Monday, July 22, 2013

little people in my path

With the marriage of our oldest son on the near horizon, I'm thinking a lot about family. This boy of ours is linking us with this lovely girl. Husband and wife can be best friends and partners in something grand.

"The relationship between husband and wife is the linchpin in the whole family relationship. I am sorry that I have come so late to a fuller appreciation of the extent of the needs of our wives and womenfolk for love, appreciation, companionship, and recognition. These needs are great, they are constant, and they need to be frequently met. Kindness and courtesy do not begin in the professional office—they begin at home. I am also sorry that I have not sooner appreciated the great sublime, unique gifts which our wives inherit from divinity. I speak of their womanly intuitions and their steadfast faith and capacity to love. Properly nurtured, the eternal relationship of a husband and wife flowers into a love of consummate beauty." James E Faust, Ensign, July 1981

His advice can go the other way with a little imagination.

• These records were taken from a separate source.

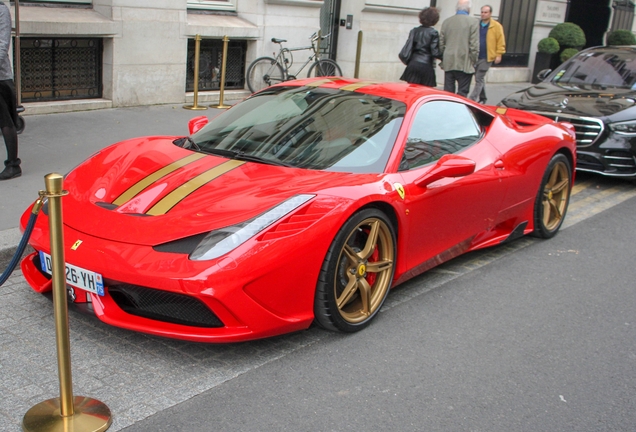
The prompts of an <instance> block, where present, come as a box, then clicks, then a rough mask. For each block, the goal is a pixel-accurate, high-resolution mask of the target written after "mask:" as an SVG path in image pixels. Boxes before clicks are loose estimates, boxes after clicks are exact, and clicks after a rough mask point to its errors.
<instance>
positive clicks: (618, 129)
mask: <svg viewBox="0 0 636 432" xmlns="http://www.w3.org/2000/svg"><path fill="white" fill-rule="evenodd" d="M609 128H610V129H611V130H612V131H614V132H616V133H617V134H621V135H636V120H630V121H626V122H617V123H610V124H609Z"/></svg>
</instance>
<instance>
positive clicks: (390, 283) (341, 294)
mask: <svg viewBox="0 0 636 432" xmlns="http://www.w3.org/2000/svg"><path fill="white" fill-rule="evenodd" d="M395 251H396V247H395V231H394V229H393V226H392V225H391V222H390V221H389V220H388V218H387V217H386V215H385V214H384V213H382V212H381V211H379V210H377V209H365V210H362V211H360V212H358V213H356V214H354V215H353V216H352V217H351V218H350V219H349V220H348V221H347V222H346V223H345V224H344V225H343V226H342V228H340V231H338V234H337V235H336V237H335V238H334V240H333V242H332V244H331V246H330V247H329V251H328V252H327V256H326V257H325V261H324V263H323V265H322V268H321V270H320V276H319V278H318V284H317V286H316V297H315V299H314V315H315V320H316V322H317V323H318V324H319V325H320V326H321V327H323V328H326V329H328V330H334V331H341V332H347V333H351V332H355V331H358V330H362V329H363V328H365V327H366V326H368V325H369V323H370V322H371V320H372V319H373V318H374V317H375V316H376V314H377V313H378V312H379V310H380V308H381V307H382V304H383V303H384V300H385V299H386V296H387V295H388V293H389V288H391V283H392V281H393V273H394V271H395Z"/></svg>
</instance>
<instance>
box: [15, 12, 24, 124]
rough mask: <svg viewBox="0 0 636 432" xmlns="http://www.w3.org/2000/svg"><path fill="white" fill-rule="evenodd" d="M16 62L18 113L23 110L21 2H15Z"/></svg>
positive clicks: (23, 110)
mask: <svg viewBox="0 0 636 432" xmlns="http://www.w3.org/2000/svg"><path fill="white" fill-rule="evenodd" d="M13 61H14V62H15V79H14V82H15V95H16V100H17V106H18V112H22V111H24V110H20V109H19V108H22V72H21V69H22V68H21V66H20V65H21V63H20V0H15V55H14V57H13Z"/></svg>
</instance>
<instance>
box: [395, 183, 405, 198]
mask: <svg viewBox="0 0 636 432" xmlns="http://www.w3.org/2000/svg"><path fill="white" fill-rule="evenodd" d="M393 187H394V188H395V190H396V191H397V193H398V195H399V196H400V198H402V199H404V186H402V185H401V184H399V183H393Z"/></svg>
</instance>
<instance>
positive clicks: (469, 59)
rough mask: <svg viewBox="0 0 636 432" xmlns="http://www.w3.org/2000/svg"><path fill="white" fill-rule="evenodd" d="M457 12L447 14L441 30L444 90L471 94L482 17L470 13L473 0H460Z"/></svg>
mask: <svg viewBox="0 0 636 432" xmlns="http://www.w3.org/2000/svg"><path fill="white" fill-rule="evenodd" d="M455 9H456V10H457V13H456V14H455V15H453V16H452V17H450V18H446V19H445V20H444V22H443V23H442V30H441V31H440V33H439V47H440V51H442V63H441V67H442V69H444V90H446V91H448V92H451V93H457V94H459V95H461V96H464V97H466V96H468V91H469V90H470V81H471V80H472V78H473V74H474V73H475V63H477V56H478V54H479V21H478V20H477V19H476V18H473V17H471V16H470V0H459V1H458V2H457V6H456V7H455Z"/></svg>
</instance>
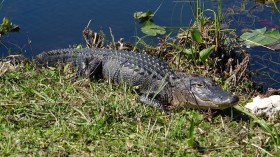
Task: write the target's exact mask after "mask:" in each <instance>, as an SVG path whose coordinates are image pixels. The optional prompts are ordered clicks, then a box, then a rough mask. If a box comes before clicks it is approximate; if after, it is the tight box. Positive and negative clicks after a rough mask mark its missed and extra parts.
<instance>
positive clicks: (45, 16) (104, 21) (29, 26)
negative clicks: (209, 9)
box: [0, 0, 192, 56]
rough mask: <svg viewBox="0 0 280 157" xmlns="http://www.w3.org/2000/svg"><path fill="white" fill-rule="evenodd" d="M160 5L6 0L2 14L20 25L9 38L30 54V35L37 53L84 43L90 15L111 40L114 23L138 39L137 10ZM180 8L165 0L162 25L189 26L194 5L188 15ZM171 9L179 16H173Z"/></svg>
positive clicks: (15, 22) (188, 12)
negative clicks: (43, 51)
mask: <svg viewBox="0 0 280 157" xmlns="http://www.w3.org/2000/svg"><path fill="white" fill-rule="evenodd" d="M159 5H160V1H155V0H133V1H129V0H128V1H123V0H122V1H121V0H114V1H111V0H110V1H109V0H102V1H97V0H81V1H68V0H60V1H56V0H48V1H33V0H25V1H16V0H9V1H5V2H4V5H3V8H2V9H1V16H0V17H3V16H7V17H9V19H10V20H11V21H12V22H13V23H15V24H18V25H20V27H21V30H20V33H16V34H14V33H13V34H9V36H10V38H9V37H7V38H8V40H11V42H13V43H16V44H18V46H19V47H20V48H23V49H24V50H25V51H26V52H24V53H25V55H27V56H30V55H31V54H30V53H31V50H30V48H29V45H28V44H27V41H28V38H29V39H30V40H31V41H32V50H33V53H35V54H38V53H40V52H41V51H43V50H51V49H57V48H63V47H69V45H73V44H79V43H82V44H84V41H83V37H82V30H83V29H84V28H85V26H86V25H87V23H88V21H89V20H90V19H92V25H91V28H93V29H94V30H95V31H99V30H103V31H104V32H105V33H106V35H107V39H108V40H110V33H109V27H111V29H112V32H113V34H114V37H115V39H119V38H124V39H125V40H126V41H134V39H135V38H134V36H135V35H136V30H135V21H134V19H133V13H134V12H136V11H147V10H151V11H155V10H156V9H157V7H158V6H159ZM170 6H172V7H170ZM179 7H180V6H179ZM178 11H180V10H179V9H178V7H176V5H174V3H173V2H164V3H163V5H162V9H160V10H159V11H158V12H157V16H156V17H155V18H154V20H155V21H156V23H157V24H159V25H170V24H174V25H175V26H186V24H187V23H188V21H189V19H191V15H192V14H191V12H190V9H189V8H186V9H184V10H183V12H182V14H183V15H184V16H186V15H189V16H188V17H184V16H183V17H179V14H181V13H180V12H178ZM171 13H173V14H174V17H176V18H174V19H171V18H172V17H171ZM182 19H184V20H182ZM179 20H182V21H183V22H180V21H179ZM1 50H2V52H5V50H3V49H1Z"/></svg>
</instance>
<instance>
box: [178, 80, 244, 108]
mask: <svg viewBox="0 0 280 157" xmlns="http://www.w3.org/2000/svg"><path fill="white" fill-rule="evenodd" d="M180 77H181V78H180V79H179V80H177V83H176V87H175V90H174V91H173V97H175V98H176V99H175V100H173V104H174V106H176V104H178V103H179V104H182V102H185V104H186V105H187V106H188V107H190V108H197V109H220V110H222V109H225V108H229V107H232V106H233V105H235V104H236V103H237V102H238V101H239V98H238V97H237V96H235V95H233V94H231V93H228V92H226V91H224V90H223V89H222V88H220V87H219V86H217V85H216V84H215V83H214V81H213V80H212V79H210V78H205V77H199V76H187V75H181V76H180ZM180 91H183V92H180ZM187 91H188V92H187Z"/></svg>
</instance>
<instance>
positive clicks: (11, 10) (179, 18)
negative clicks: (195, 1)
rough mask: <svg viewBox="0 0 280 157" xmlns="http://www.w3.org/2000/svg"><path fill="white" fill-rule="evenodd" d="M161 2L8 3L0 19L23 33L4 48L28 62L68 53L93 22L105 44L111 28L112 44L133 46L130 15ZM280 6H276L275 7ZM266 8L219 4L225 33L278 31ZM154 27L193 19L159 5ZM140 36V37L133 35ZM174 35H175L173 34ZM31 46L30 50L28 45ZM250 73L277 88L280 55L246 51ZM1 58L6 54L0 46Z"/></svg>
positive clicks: (270, 7) (205, 6) (20, 31)
mask: <svg viewBox="0 0 280 157" xmlns="http://www.w3.org/2000/svg"><path fill="white" fill-rule="evenodd" d="M161 2H162V1H159V0H113V1H112V0H110V1H109V0H102V1H97V0H80V1H69V0H59V1H58V0H48V1H43V0H41V1H34V0H25V1H19V0H6V1H4V2H3V4H2V8H1V10H0V19H2V18H3V17H4V16H6V17H8V18H9V19H10V20H11V21H12V22H13V23H15V24H18V25H19V26H20V28H21V30H20V32H19V33H9V34H8V35H7V36H5V37H4V40H2V41H3V42H4V45H6V46H7V47H13V49H12V50H11V52H12V53H14V52H19V51H20V52H22V53H23V54H24V55H26V56H29V57H32V56H34V55H36V54H38V53H41V52H42V51H47V50H52V49H58V48H66V47H69V46H72V45H74V44H83V45H84V44H85V42H84V40H83V37H82V30H83V29H84V27H85V26H86V25H87V23H88V21H89V20H90V19H92V24H91V28H92V29H93V30H94V31H99V30H103V31H104V32H105V34H106V37H107V40H111V37H110V33H109V27H111V29H112V33H113V34H114V37H115V40H118V39H119V38H124V40H125V41H130V42H134V41H135V38H134V36H136V35H138V36H141V34H139V32H140V31H139V30H137V29H136V27H135V26H136V25H135V21H134V19H133V13H134V12H137V11H148V10H151V11H155V10H156V9H157V8H158V6H159V5H160V4H161ZM277 5H278V7H280V5H279V3H278V4H277ZM216 6H217V5H216V1H207V3H205V9H215V7H216ZM272 10H273V9H272V7H271V6H270V5H263V4H258V3H254V2H252V1H248V2H247V1H229V0H225V1H223V13H227V20H228V24H229V28H233V29H236V30H237V32H238V33H239V35H240V34H241V33H242V30H243V29H248V28H251V29H255V28H262V27H265V26H266V27H268V28H269V27H275V28H277V29H279V28H280V16H279V15H280V14H279V13H277V12H275V11H274V13H273V11H272ZM153 19H154V20H155V22H156V24H158V25H164V26H168V27H173V28H174V27H185V26H188V25H189V24H190V21H191V20H192V19H193V15H192V11H191V7H190V4H189V2H185V3H183V2H178V1H167V0H166V1H163V3H162V6H161V7H160V9H159V10H158V12H157V13H156V15H155V17H154V18H153ZM136 32H138V34H137V33H136ZM175 33H176V32H175ZM28 40H30V41H31V46H30V45H29V44H28ZM248 51H249V52H250V54H251V56H252V59H251V69H255V70H257V71H258V72H259V73H260V74H261V75H259V76H257V77H256V79H257V80H259V81H263V82H265V83H266V85H267V87H274V88H280V59H279V58H280V55H279V54H280V52H279V51H278V52H277V51H276V52H272V51H269V50H267V49H262V48H250V49H248ZM0 52H1V57H2V56H6V55H7V54H8V53H9V51H8V50H7V49H6V48H5V46H3V45H0Z"/></svg>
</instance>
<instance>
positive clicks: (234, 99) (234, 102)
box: [228, 95, 239, 104]
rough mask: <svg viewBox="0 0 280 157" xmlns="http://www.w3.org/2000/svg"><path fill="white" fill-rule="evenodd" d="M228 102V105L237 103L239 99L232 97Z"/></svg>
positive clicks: (238, 98) (229, 98) (234, 96)
mask: <svg viewBox="0 0 280 157" xmlns="http://www.w3.org/2000/svg"><path fill="white" fill-rule="evenodd" d="M228 101H229V102H230V103H233V104H234V103H237V102H238V101H239V98H238V97H237V96H235V95H233V96H232V97H230V98H229V99H228Z"/></svg>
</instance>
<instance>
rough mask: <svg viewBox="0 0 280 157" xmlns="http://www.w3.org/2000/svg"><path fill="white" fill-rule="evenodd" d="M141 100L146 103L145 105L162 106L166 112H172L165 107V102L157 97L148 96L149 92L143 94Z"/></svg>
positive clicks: (140, 100)
mask: <svg viewBox="0 0 280 157" xmlns="http://www.w3.org/2000/svg"><path fill="white" fill-rule="evenodd" d="M140 101H141V102H142V103H143V104H145V105H149V106H152V107H158V108H160V109H161V110H162V111H163V112H164V113H166V114H170V112H169V111H168V109H166V108H165V106H164V105H163V104H161V103H160V102H159V101H158V100H157V99H155V98H151V97H148V96H147V94H142V95H141V97H140Z"/></svg>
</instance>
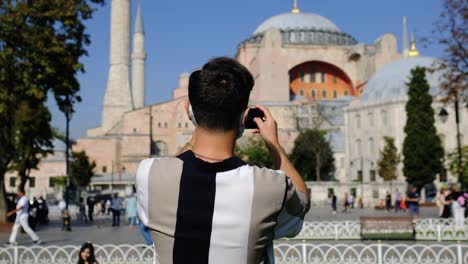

If children arrive, they are brought under this umbrella. Although I failed miserably, I loved being a mommy. Children are not an annoyance but little people in need of help to gain their full potential. That potential won't be reached by beating goodness and manners into them but with gentle, charitable guidance and persuasion.

"Lo, children are an heritage of the Lord: and the fruit of the womb is his reward." Psalms 127:3

Even though I loved being a mommy the very most, grandmotherhood is interesting, too. I feel a great responsibility to do the utmost my station will allow in helping these little people put in my path. Hopefully, they will know that I love and care about them despite the fact that I don't live nearby them.